FORTRAN Reference Manual
Introduction to Statements
FORTRAN Reference Manual—528615-001
6-5
Statement Labels
Figure 6-1 on page 6-3 shows the order in which statements can appear in your 
program.
Statement Labels
A statement label uniquely identifies a statement within a program unit and must not be 
defined more than once in that unit. A statement label consists of from one to five 
digits, ranging in value from 1 to 99999. All digits must appear in columns one to five. 
Blanks are ignored. The following examples show labels:
12334 CONTINUE <-- Valid (label is "12334")
123 4 CONTINUE <-- Valid (label is "1234")
123 45CONTINUE <-- Label is "1234"; "5" specifies that
 this line is a continuation line
A label is known only in the program unit containing it. You cannot reference it from a 
different program unit.
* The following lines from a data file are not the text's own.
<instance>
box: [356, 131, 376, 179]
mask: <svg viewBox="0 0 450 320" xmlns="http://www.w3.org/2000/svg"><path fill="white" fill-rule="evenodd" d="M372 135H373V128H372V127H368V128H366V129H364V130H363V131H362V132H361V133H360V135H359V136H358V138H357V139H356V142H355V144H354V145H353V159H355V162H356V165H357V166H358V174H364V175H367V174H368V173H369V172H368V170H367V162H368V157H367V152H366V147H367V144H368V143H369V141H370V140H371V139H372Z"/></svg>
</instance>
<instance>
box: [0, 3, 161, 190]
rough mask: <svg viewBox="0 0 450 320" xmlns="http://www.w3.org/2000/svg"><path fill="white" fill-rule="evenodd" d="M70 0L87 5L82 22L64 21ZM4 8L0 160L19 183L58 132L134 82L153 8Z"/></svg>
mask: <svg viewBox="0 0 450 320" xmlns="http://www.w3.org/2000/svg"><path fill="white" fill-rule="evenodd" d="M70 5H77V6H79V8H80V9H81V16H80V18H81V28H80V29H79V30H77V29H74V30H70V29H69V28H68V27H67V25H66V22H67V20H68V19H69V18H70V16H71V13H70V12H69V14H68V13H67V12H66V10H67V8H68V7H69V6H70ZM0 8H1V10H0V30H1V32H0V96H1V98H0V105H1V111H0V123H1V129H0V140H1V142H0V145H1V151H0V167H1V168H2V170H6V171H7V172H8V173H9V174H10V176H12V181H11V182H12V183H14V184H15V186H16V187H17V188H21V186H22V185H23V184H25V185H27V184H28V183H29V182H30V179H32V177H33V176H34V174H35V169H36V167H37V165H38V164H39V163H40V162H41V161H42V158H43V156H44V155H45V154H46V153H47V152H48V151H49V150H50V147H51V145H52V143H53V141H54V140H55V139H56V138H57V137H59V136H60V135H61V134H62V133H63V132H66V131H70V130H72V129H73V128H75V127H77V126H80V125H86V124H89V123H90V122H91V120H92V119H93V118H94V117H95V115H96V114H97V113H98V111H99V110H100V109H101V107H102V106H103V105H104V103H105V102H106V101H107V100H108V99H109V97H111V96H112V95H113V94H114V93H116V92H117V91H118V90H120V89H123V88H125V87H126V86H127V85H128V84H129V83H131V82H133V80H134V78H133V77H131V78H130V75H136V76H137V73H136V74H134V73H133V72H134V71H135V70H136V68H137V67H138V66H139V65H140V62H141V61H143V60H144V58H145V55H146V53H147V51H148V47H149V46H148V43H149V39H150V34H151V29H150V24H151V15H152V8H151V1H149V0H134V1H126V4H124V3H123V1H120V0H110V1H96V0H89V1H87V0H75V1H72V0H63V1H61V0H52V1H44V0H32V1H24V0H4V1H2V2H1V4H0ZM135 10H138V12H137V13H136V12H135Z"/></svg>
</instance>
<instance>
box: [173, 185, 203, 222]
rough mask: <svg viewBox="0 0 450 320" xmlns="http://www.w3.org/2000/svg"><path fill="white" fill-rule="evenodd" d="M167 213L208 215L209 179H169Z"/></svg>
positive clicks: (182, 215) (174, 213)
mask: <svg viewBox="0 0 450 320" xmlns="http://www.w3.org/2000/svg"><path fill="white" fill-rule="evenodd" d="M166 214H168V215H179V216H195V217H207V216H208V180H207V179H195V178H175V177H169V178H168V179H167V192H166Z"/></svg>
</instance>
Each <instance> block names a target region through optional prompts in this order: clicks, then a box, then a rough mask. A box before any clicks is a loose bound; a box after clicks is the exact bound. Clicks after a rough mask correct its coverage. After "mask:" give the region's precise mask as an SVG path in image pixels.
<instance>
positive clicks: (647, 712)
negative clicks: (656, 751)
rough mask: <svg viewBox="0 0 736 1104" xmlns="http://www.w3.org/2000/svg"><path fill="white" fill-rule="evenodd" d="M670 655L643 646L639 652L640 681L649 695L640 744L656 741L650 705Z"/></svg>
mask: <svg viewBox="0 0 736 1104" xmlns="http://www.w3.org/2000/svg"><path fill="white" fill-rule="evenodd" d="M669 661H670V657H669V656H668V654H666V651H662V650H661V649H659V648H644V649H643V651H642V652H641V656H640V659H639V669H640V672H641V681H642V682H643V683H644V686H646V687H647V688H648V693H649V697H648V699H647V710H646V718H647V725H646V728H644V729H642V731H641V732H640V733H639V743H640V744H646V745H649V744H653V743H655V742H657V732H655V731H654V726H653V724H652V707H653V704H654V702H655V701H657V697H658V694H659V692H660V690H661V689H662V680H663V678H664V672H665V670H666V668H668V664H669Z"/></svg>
You can label any statement, but only the FORMAT statement 
and executable statements can be referenced by other statements.
Error Numbers
The following I/O statements include an IOSTAT = ios option specifier:
BACKSPACE INQUIRE READ
CLOSE OPEN REWIND
ENDFILE POSITION WRITE
The error numbers returned in the IOSTAT = ios option specifier are different for many 
errors in FORTRAN programs compiled with ENV COMMON in effect than the error 
numbers returned to programs compiled with ENV OLD in effect.
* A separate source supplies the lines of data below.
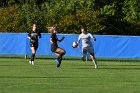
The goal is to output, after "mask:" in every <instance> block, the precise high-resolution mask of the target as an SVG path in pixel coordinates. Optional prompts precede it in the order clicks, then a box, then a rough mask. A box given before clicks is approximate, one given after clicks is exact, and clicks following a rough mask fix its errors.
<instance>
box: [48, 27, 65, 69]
mask: <svg viewBox="0 0 140 93" xmlns="http://www.w3.org/2000/svg"><path fill="white" fill-rule="evenodd" d="M50 32H51V33H52V34H51V37H50V43H51V51H52V52H54V53H56V55H57V56H58V57H57V59H55V62H56V63H57V68H59V67H60V65H61V61H62V57H63V56H64V55H65V53H66V51H65V50H64V49H62V48H60V47H59V46H58V42H61V41H63V40H64V38H65V37H62V38H61V39H60V40H59V39H58V38H57V35H56V34H57V28H56V27H51V28H50Z"/></svg>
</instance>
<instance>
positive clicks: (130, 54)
mask: <svg viewBox="0 0 140 93" xmlns="http://www.w3.org/2000/svg"><path fill="white" fill-rule="evenodd" d="M63 36H64V37H65V39H64V40H63V41H62V42H60V43H59V46H60V47H62V48H63V49H65V50H66V56H76V57H79V56H82V51H81V48H72V42H76V41H77V39H78V34H58V38H59V39H61V37H63ZM94 36H95V37H96V39H97V41H96V42H95V43H94V42H93V46H94V52H95V56H96V57H98V58H140V49H139V47H140V37H139V36H109V35H108V36H107V35H94ZM80 45H81V44H80ZM0 54H17V55H26V54H27V55H30V54H31V49H30V46H29V40H28V38H27V33H1V34H0ZM37 55H55V54H54V53H52V52H51V51H50V34H46V33H42V38H40V39H39V47H38V50H37Z"/></svg>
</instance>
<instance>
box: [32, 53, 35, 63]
mask: <svg viewBox="0 0 140 93" xmlns="http://www.w3.org/2000/svg"><path fill="white" fill-rule="evenodd" d="M34 58H35V53H32V55H31V61H34Z"/></svg>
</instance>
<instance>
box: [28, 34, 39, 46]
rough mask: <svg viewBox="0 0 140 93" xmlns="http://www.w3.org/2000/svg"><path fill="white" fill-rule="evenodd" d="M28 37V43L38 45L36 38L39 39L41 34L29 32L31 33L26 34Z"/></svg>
mask: <svg viewBox="0 0 140 93" xmlns="http://www.w3.org/2000/svg"><path fill="white" fill-rule="evenodd" d="M28 36H29V37H30V38H31V39H30V43H33V44H38V37H39V38H41V33H39V32H31V33H28Z"/></svg>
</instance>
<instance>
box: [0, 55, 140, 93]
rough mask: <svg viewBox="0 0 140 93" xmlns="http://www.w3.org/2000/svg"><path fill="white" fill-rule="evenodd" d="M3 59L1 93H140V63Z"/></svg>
mask: <svg viewBox="0 0 140 93" xmlns="http://www.w3.org/2000/svg"><path fill="white" fill-rule="evenodd" d="M28 61H29V59H21V58H19V59H18V58H0V73H1V74H0V93H140V89H139V86H140V62H135V61H132V62H127V61H126V62H118V61H116V62H115V61H98V64H99V69H94V65H93V63H92V61H88V62H82V61H81V60H63V62H62V65H61V68H56V64H55V62H54V61H53V60H51V59H35V65H34V66H32V65H30V64H29V63H28Z"/></svg>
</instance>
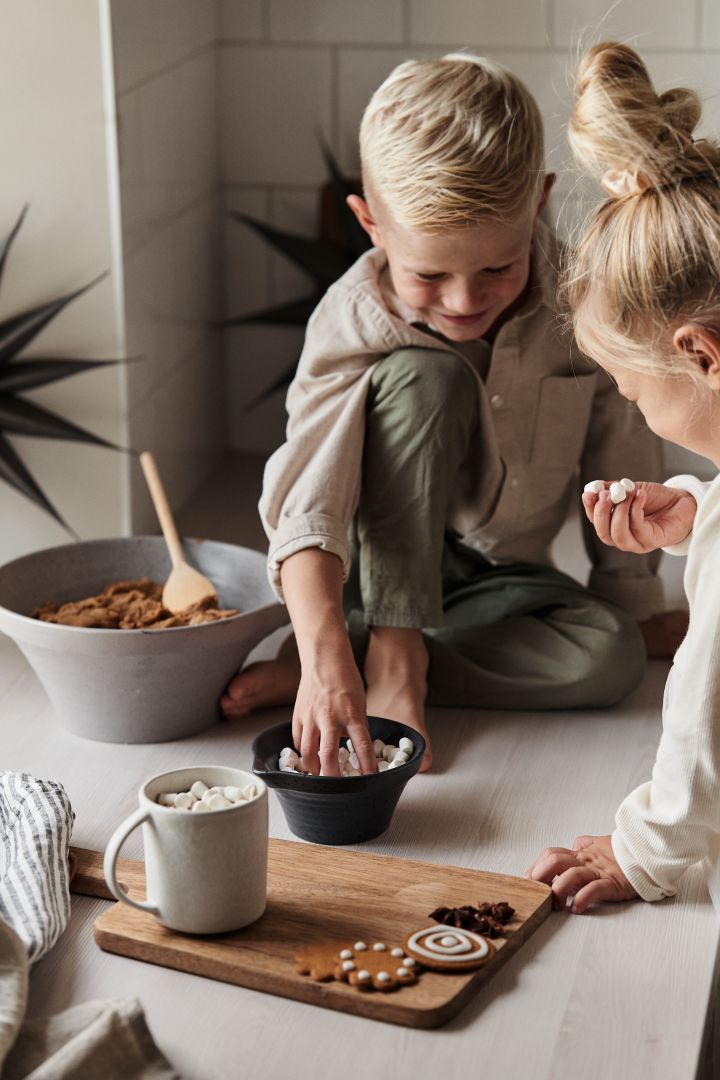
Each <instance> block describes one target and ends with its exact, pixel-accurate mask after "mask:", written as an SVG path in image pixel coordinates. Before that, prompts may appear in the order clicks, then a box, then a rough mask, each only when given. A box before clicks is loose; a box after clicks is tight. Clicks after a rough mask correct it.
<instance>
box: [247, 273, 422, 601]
mask: <svg viewBox="0 0 720 1080" xmlns="http://www.w3.org/2000/svg"><path fill="white" fill-rule="evenodd" d="M402 343H403V342H402V340H400V338H399V335H398V332H397V329H396V327H395V325H394V324H393V323H392V321H391V320H390V318H389V315H388V314H386V312H383V311H382V309H381V308H379V306H378V302H377V301H376V299H375V298H373V297H372V296H371V295H367V294H365V293H363V292H361V291H357V289H356V291H348V289H345V288H344V287H343V286H342V284H337V285H334V286H331V288H330V289H328V292H327V294H326V296H325V297H324V299H323V300H322V301H321V303H320V306H318V307H317V308H316V310H315V312H314V313H313V315H312V318H311V320H310V322H309V324H308V332H307V336H305V346H304V348H303V351H302V356H301V357H300V363H299V366H298V373H297V375H296V378H295V380H294V382H293V384H291V387H290V389H289V392H288V395H287V410H288V423H287V440H286V442H285V443H284V445H283V446H281V447H280V449H277V450H276V451H275V453H274V454H273V455H272V457H271V458H270V460H269V461H268V463H267V465H266V472H264V477H263V486H262V497H261V499H260V505H259V510H260V517H261V519H262V524H263V527H264V530H266V532H267V535H268V538H269V541H270V551H269V556H268V571H269V577H270V580H271V583H272V585H273V588H274V589H275V592H276V593H277V595H279V596H280V598H281V599H282V598H283V597H282V581H281V572H280V568H281V566H282V564H283V562H284V559H286V558H287V557H288V556H289V555H293V554H295V552H298V551H301V550H302V549H307V548H321V549H323V550H324V551H326V552H328V553H329V554H332V555H335V556H337V557H338V558H339V559H340V562H341V564H342V567H343V576H344V577H347V575H348V568H349V549H348V530H349V526H350V523H351V521H352V517H353V514H354V512H355V509H356V507H357V500H358V497H359V485H361V472H362V459H363V446H364V442H365V407H366V401H367V392H368V387H369V382H370V377H371V375H372V370H373V367H375V365H376V364H377V362H378V360H379V359H380V357H381V356H382V355H384V354H386V353H389V352H392V351H393V350H394V349H396V348H398V346H399V345H402Z"/></svg>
In programs compiled with ENV OLD in effect, error numbers returned in ios are file 
system errors except error numbers 256 through 274, which are formatter error 
numbers.
In programs compiled with ENV COMMON in effect, if ios is less than 10000, the error 
number in ios is a Guardian error number. If ios is greater than 10000, the error 
number in ios corresponds to an error detected by the FORTRAN run-time library, and 
the actual error number is the value in ios minus 10000. For example, if ios is 48, the 
error returned is file system error 48, “Security Violation.” If ios is 10257, the error 
number is 257, “Invalid Parameter Value.”